Regulation Theory (from the 1970s)
Regulation theory developed during the 1970s, in the milieu of French economists and sociologists associated with economist Michel Aglietta. It has been influenced by Antonio Gramsci's reflections on the theory of hegemony, although it has also taken up cues provided by the structuralism of Louis Althusser and others, and by the methodology and the sociological and historiographical investigations of the Annales School. Regulation theory examines problems concerning the political and economic regulation of capital's compulsion to accumulate. The enactment of regulation is not, however, limited to the state or certain power blocs; ideological and cultural issues are also taken into consideration.
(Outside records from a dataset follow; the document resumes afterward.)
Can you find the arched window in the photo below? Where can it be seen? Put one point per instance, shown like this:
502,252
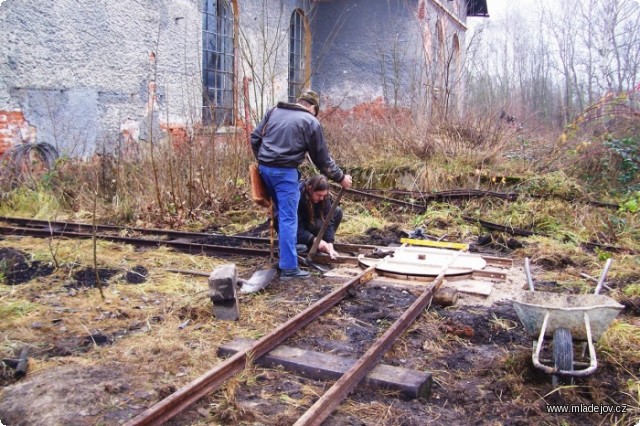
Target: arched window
298,51
217,62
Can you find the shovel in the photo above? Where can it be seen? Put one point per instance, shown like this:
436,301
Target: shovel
323,229
257,281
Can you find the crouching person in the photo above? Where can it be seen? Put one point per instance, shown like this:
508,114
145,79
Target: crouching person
313,208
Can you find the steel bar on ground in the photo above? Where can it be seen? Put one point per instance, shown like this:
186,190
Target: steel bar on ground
341,388
190,393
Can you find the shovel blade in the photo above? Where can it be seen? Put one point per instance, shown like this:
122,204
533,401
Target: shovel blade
259,280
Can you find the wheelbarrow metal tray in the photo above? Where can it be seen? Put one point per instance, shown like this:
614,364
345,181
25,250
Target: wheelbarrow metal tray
566,311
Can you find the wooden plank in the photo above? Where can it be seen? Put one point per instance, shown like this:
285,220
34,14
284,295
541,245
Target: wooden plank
317,365
324,406
170,406
482,288
437,244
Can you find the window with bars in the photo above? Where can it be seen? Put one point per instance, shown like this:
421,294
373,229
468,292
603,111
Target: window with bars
297,78
217,62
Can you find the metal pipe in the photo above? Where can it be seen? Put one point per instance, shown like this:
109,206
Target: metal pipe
528,273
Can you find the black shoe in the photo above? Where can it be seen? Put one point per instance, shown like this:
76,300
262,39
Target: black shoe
289,274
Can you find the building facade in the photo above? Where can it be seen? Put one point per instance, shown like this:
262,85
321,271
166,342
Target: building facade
83,75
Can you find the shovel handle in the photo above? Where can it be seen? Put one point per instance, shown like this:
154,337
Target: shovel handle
325,225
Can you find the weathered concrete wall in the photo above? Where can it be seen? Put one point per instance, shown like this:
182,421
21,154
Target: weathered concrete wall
78,69
82,74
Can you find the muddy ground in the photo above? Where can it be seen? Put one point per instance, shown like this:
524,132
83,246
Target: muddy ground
103,363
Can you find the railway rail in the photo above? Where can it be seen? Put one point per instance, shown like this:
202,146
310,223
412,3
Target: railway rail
184,397
192,242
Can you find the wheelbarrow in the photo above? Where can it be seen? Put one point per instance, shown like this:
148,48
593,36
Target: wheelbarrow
565,318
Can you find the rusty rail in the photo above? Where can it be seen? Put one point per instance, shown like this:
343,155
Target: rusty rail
187,395
341,388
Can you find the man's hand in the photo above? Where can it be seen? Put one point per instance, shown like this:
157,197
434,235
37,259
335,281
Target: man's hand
326,247
346,182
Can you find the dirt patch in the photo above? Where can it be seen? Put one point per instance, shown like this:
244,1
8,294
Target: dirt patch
101,361
74,395
15,268
86,278
137,275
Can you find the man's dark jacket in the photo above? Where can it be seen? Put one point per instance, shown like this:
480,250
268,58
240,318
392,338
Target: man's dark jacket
286,133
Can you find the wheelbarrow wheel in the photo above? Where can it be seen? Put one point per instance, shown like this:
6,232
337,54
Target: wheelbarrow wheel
562,356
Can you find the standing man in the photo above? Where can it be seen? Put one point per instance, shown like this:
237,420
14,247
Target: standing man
279,143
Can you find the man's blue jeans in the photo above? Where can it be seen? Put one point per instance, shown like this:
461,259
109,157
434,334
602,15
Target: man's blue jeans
282,185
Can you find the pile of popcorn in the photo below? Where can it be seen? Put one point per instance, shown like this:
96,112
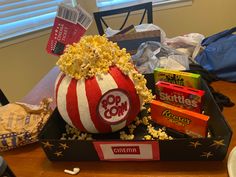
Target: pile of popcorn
94,55
152,133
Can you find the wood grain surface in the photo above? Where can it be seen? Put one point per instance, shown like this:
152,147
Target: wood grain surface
30,160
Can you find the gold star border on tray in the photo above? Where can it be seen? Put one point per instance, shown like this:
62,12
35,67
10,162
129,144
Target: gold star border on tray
195,144
217,143
47,144
64,146
207,154
58,153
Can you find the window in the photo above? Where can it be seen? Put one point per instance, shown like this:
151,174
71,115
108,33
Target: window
18,17
111,4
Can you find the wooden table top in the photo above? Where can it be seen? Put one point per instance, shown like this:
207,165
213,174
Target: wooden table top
30,160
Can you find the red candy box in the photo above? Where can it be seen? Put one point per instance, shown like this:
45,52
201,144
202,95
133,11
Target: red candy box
180,96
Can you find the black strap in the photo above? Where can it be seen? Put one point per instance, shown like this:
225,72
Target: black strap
217,36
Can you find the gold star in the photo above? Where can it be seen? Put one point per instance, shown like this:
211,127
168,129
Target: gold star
218,143
195,144
206,154
64,146
58,154
47,145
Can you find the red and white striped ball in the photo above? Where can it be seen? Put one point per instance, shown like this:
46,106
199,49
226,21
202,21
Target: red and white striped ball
97,105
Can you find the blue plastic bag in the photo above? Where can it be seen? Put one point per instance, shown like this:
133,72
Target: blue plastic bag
219,55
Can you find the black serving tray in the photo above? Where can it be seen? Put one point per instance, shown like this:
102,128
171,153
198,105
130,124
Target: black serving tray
179,149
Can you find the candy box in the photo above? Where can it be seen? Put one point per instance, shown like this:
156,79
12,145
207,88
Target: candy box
3,98
185,121
177,77
180,96
110,147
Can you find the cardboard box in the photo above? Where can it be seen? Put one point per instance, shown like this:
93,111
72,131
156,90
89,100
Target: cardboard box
110,147
3,98
180,96
182,120
177,77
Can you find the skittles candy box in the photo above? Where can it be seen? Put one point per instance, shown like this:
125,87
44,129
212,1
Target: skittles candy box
177,77
180,96
182,120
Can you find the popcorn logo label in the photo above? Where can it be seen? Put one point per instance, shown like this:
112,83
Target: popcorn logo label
114,106
126,150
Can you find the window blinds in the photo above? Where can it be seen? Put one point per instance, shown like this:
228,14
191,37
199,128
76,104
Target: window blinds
19,17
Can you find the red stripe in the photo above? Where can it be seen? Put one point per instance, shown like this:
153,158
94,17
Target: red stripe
93,93
72,105
124,82
58,84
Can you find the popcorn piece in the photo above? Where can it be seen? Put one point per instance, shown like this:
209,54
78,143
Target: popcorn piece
94,55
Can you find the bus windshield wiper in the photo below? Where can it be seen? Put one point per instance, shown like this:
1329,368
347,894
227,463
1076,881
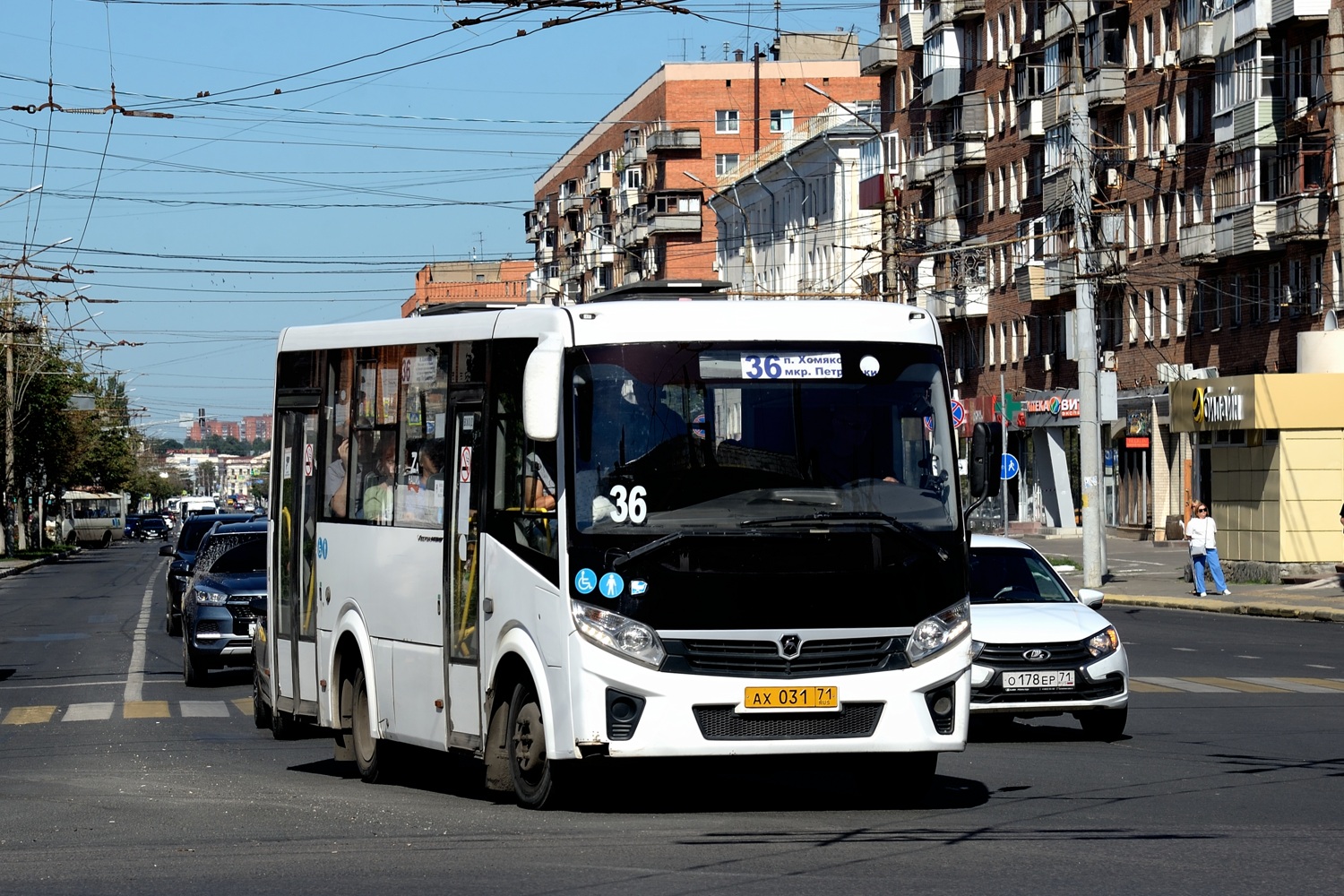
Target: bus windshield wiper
854,516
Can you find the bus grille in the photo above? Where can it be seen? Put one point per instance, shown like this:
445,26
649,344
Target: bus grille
854,720
762,659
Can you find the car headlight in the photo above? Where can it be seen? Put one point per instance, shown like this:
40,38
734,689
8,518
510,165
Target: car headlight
938,630
1102,642
209,598
618,634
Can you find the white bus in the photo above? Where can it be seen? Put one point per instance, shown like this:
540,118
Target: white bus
93,517
624,528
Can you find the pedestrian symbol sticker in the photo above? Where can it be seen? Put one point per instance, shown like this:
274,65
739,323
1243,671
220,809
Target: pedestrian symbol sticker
585,581
612,584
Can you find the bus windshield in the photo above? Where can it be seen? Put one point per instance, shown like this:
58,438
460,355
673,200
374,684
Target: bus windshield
717,435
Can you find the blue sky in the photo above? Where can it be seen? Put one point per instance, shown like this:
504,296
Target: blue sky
394,140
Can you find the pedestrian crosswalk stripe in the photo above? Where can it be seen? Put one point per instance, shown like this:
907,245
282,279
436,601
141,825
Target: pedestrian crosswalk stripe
29,715
88,712
145,710
1245,685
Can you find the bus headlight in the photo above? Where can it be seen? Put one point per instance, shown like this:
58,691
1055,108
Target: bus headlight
618,634
938,630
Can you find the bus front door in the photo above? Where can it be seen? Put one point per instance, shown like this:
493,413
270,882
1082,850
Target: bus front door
462,575
293,649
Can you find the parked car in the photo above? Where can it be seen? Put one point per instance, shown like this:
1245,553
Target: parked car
1039,649
152,527
223,599
183,556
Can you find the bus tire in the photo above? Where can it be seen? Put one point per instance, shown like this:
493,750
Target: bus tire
532,771
370,751
261,710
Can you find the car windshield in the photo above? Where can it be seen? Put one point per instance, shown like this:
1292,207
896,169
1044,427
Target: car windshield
231,554
1013,575
669,437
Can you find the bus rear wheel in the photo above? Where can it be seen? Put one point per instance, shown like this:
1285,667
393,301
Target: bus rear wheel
534,772
370,751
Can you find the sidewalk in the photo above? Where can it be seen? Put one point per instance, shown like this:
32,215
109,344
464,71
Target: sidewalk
1150,573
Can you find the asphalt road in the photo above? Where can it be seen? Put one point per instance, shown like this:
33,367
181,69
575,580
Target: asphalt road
1219,788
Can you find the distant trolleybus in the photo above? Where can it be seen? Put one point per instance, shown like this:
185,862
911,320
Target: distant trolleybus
633,527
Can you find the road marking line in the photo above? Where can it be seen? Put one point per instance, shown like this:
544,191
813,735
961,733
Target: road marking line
203,708
145,710
29,715
136,673
1142,685
1239,684
88,712
1182,684
1300,685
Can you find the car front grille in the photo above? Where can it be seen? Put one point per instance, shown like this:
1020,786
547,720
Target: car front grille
722,723
762,659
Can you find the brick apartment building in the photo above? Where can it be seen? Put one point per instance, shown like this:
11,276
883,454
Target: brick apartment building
618,204
470,281
1196,211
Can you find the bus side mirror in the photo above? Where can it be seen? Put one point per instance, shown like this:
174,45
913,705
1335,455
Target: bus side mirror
986,460
542,389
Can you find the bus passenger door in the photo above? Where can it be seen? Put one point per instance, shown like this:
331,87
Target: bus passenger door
295,627
462,573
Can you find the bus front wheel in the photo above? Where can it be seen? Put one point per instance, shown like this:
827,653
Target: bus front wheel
534,772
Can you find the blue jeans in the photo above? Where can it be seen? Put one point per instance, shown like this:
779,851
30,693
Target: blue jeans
1214,568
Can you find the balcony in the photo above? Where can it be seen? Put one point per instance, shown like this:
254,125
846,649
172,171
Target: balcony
1196,244
1031,282
879,56
1284,11
1059,276
1245,230
1196,45
943,230
680,140
1064,16
943,85
1105,86
1301,218
911,29
1253,124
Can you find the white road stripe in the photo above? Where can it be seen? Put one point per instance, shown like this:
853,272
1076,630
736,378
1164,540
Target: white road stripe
1193,686
136,673
1289,685
88,712
203,708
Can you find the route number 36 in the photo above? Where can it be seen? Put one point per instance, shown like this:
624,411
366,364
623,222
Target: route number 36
629,505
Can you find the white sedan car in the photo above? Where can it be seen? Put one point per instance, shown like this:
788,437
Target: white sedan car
1039,649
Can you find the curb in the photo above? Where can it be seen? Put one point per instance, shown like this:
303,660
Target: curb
1316,614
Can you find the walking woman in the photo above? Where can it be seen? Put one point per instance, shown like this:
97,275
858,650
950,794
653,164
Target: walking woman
1202,533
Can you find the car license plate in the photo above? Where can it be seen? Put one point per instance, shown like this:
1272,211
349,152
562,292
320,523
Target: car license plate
1038,680
809,697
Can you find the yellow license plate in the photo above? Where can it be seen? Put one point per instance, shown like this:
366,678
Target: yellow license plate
809,697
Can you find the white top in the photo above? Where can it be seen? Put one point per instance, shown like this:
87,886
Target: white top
1202,533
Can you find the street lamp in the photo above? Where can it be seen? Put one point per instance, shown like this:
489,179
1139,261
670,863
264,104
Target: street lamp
746,223
889,199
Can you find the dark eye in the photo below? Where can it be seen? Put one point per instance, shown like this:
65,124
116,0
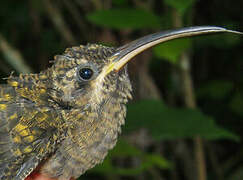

The development of regulation theory has seen the emergence of two major currents: a more institutionally oriented approach associated with Robert Boyer, and the approach pursued by Aglietta and French economist Alain Lipietz. The latter has been a major influence on the development of Marxist theory. Important exponents of regulation theory include Bob Jessop in the UK and Joachim Hirsch in Germany. An overview of issues that have played an important role in the German debate is provided by a 1992 anthology whose contributors include Alex Demirovic and Thomas Sablowski: Hegemonie und Staat: kapitalistische Regulation als Projekt und Prozess ("Hegemony and the State: Capitalist Regulation as Project and Process").